Device Manager in Vista tells me I have an Atheros AR5007EG Wireless Network Adapter. Thanks to anyone who helps.


----------



## johnwill (Sep 26, 2002)

*Re: Vista / Ubuntu wireless not working on either.*

Are you sure you have the wireless capability enabled on the Belkin router? Download NetStumbler and search for wireless networks.


----------



## HawkST (Oct 14, 2007)

*Re: Vista / Ubuntu wireless not working on either.*

Yes, the router has wireless capability on, my housemates are able to use wireless.
This is what happens when I try to use netstumbler - why does it say my devices are unsupported?

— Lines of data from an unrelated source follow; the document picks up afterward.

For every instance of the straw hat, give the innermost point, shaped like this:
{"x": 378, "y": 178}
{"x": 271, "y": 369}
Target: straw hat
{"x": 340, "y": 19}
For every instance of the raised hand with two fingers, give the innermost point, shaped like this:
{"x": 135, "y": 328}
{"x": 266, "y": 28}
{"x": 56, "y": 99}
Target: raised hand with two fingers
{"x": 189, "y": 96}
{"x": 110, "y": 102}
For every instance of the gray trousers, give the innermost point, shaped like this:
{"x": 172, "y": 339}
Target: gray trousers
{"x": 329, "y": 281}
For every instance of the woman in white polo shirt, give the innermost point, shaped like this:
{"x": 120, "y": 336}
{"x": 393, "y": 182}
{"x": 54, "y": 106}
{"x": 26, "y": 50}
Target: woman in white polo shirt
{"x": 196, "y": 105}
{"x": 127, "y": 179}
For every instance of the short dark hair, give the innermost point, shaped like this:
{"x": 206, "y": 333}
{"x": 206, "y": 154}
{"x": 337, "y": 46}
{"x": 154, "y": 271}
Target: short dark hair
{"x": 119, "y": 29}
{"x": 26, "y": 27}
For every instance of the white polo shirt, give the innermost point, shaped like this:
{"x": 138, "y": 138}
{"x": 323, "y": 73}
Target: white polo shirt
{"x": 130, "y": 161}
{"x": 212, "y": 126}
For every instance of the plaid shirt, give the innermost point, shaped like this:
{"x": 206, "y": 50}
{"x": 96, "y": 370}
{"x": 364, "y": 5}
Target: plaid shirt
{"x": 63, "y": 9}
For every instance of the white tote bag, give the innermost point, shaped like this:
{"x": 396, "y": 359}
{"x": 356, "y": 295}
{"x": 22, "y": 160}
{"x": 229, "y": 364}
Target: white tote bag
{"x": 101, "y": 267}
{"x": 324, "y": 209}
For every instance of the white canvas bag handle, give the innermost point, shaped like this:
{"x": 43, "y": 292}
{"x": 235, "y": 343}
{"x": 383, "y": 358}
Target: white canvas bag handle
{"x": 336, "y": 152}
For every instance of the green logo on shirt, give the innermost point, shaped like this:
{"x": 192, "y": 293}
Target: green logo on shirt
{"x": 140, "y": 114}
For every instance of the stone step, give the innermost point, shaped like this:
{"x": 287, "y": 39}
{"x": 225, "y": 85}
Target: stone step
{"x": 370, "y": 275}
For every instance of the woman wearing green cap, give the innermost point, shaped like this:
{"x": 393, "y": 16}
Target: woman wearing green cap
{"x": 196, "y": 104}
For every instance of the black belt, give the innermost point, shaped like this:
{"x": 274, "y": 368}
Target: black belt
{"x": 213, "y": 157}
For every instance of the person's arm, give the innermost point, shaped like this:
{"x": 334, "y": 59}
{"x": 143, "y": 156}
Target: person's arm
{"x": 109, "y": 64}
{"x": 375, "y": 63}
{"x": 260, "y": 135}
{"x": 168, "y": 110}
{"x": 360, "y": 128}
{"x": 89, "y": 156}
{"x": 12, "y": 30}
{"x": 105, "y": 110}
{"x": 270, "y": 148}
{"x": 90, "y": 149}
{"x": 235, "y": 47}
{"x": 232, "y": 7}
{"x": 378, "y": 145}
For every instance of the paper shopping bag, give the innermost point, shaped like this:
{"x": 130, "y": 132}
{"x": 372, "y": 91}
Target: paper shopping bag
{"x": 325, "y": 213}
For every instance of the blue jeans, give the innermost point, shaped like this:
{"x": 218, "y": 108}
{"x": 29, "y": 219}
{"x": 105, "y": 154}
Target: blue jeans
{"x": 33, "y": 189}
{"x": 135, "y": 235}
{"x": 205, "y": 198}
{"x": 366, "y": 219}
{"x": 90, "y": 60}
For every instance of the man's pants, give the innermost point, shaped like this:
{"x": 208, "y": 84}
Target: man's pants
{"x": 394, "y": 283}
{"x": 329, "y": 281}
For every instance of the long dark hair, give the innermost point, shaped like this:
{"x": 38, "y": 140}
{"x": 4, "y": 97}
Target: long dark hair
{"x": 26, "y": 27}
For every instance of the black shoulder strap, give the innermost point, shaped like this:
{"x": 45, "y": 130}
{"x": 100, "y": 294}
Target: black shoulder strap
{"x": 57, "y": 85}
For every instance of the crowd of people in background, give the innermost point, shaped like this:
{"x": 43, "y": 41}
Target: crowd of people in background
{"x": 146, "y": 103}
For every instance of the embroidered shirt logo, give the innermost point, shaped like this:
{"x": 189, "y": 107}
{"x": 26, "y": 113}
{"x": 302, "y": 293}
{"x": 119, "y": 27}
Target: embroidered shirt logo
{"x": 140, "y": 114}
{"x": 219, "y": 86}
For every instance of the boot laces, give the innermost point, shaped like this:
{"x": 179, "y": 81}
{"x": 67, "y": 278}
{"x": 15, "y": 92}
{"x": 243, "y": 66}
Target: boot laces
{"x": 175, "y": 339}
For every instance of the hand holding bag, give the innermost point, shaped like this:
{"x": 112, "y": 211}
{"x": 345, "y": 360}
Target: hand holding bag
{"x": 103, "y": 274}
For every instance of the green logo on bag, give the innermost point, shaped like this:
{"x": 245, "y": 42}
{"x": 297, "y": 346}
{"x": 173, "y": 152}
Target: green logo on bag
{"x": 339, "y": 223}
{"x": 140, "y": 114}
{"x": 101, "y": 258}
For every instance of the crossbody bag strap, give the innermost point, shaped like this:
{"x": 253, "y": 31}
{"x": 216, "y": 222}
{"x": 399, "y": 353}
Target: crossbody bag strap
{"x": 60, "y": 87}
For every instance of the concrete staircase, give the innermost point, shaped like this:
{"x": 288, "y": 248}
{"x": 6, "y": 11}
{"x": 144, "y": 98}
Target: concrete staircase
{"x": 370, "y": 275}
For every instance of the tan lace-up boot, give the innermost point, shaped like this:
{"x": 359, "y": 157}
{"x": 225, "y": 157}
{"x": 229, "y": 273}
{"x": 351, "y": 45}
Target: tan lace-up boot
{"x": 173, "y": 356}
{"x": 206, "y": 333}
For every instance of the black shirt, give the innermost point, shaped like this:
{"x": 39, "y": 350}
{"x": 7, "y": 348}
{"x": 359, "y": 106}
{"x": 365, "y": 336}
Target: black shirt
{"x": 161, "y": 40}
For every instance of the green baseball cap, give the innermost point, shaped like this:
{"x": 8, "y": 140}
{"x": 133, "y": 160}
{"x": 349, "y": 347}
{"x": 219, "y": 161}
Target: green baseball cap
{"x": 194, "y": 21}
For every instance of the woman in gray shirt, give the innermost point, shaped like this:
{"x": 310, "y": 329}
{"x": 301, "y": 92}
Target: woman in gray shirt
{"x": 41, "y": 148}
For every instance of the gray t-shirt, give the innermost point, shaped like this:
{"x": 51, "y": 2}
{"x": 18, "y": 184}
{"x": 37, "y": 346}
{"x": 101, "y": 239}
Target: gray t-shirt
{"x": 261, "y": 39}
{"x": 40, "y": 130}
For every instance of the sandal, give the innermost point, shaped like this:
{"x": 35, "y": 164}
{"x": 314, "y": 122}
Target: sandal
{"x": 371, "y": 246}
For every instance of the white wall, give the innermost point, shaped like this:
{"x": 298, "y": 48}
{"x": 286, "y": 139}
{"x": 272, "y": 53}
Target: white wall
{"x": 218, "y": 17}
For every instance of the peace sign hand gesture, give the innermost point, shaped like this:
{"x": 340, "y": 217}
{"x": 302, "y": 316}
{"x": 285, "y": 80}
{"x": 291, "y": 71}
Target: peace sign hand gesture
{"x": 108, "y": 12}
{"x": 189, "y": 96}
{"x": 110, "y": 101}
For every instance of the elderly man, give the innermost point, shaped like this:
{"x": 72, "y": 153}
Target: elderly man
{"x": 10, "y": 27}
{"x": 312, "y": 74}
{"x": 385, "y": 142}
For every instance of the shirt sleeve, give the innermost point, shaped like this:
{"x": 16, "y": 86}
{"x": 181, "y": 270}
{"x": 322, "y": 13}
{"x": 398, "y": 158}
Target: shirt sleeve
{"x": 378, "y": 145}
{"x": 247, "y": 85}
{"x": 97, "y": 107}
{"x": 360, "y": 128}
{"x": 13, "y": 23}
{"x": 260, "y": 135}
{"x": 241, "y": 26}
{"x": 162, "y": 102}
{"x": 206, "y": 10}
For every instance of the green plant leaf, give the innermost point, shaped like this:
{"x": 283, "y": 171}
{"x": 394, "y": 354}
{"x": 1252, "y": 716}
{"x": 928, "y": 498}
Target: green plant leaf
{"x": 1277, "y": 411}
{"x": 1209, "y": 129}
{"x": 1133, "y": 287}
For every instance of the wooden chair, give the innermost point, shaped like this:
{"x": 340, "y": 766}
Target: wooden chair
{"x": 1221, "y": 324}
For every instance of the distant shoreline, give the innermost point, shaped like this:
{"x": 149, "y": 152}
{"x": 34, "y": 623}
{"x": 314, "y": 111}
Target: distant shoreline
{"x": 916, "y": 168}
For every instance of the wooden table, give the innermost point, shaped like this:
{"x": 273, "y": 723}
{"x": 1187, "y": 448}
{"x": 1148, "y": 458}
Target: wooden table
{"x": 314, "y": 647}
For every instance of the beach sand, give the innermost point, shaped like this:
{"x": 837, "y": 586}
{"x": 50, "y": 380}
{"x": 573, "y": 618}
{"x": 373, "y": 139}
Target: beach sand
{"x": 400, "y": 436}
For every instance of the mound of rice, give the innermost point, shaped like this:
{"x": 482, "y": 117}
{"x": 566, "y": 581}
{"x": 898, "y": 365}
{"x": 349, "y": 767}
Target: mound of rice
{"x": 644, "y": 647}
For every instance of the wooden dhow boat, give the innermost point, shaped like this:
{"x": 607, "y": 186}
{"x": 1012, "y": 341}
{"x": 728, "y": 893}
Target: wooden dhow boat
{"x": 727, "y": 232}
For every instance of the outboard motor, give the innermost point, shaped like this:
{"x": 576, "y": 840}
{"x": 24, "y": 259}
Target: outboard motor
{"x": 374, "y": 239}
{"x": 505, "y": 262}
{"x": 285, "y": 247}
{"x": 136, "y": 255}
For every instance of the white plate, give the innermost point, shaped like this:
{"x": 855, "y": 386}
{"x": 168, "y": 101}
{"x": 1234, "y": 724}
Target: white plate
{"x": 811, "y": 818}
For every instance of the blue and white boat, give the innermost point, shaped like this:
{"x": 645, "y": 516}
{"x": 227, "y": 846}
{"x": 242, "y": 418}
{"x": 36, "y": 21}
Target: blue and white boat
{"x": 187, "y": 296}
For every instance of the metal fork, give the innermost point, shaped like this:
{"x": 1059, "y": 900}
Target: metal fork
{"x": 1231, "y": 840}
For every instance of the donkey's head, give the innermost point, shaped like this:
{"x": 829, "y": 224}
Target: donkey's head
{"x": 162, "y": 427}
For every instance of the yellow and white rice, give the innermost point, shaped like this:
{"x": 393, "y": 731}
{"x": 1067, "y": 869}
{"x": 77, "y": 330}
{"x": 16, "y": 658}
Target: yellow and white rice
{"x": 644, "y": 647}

http://img145.imageshack.us/img145/6271/netstumbelerzz0.jpg


----------



## johnwill (Sep 26, 2002)

*Re: Vista / Ubuntu wireless not working on either.*

Apparently, Netstumbler doesn't work on that card, try Kismet


----------



## HawkST (Oct 14, 2007)

*Re: Vista / Ubuntu wireless not working on either.*

This is what happens when I try to use Kismet

http://img135.imageshack.us/img135/8968/kismetlq4.jpg


----------



## johnwill (Sep 26, 2002)

*Re: Vista / Ubuntu wireless not working on either.*

I misled you, apparently you need to actual compile Kismet for other than specific hardware, which you don't have.

Let's take a different tact. We're working with Vista here, not Linux.

*S*tart, *R*un, *CMD* to open a command prompt:

Type the following command:

*IPCONFIG /ALL*

Right click in the command window and choose *Select All*, then hit *Enter*.
Paste the results in a message here.

If you are on a machine with no network connection, use a floppy, USB disk, or a CD-RW disk to transfer a text file with the information to allow pasting it here.


----------



## HawkST (Oct 14, 2007)

*Re: Vista / Ubuntu wireless not working on either.*

Here it is:
I was physically plugged into the router while I did this, if that would have made any difference.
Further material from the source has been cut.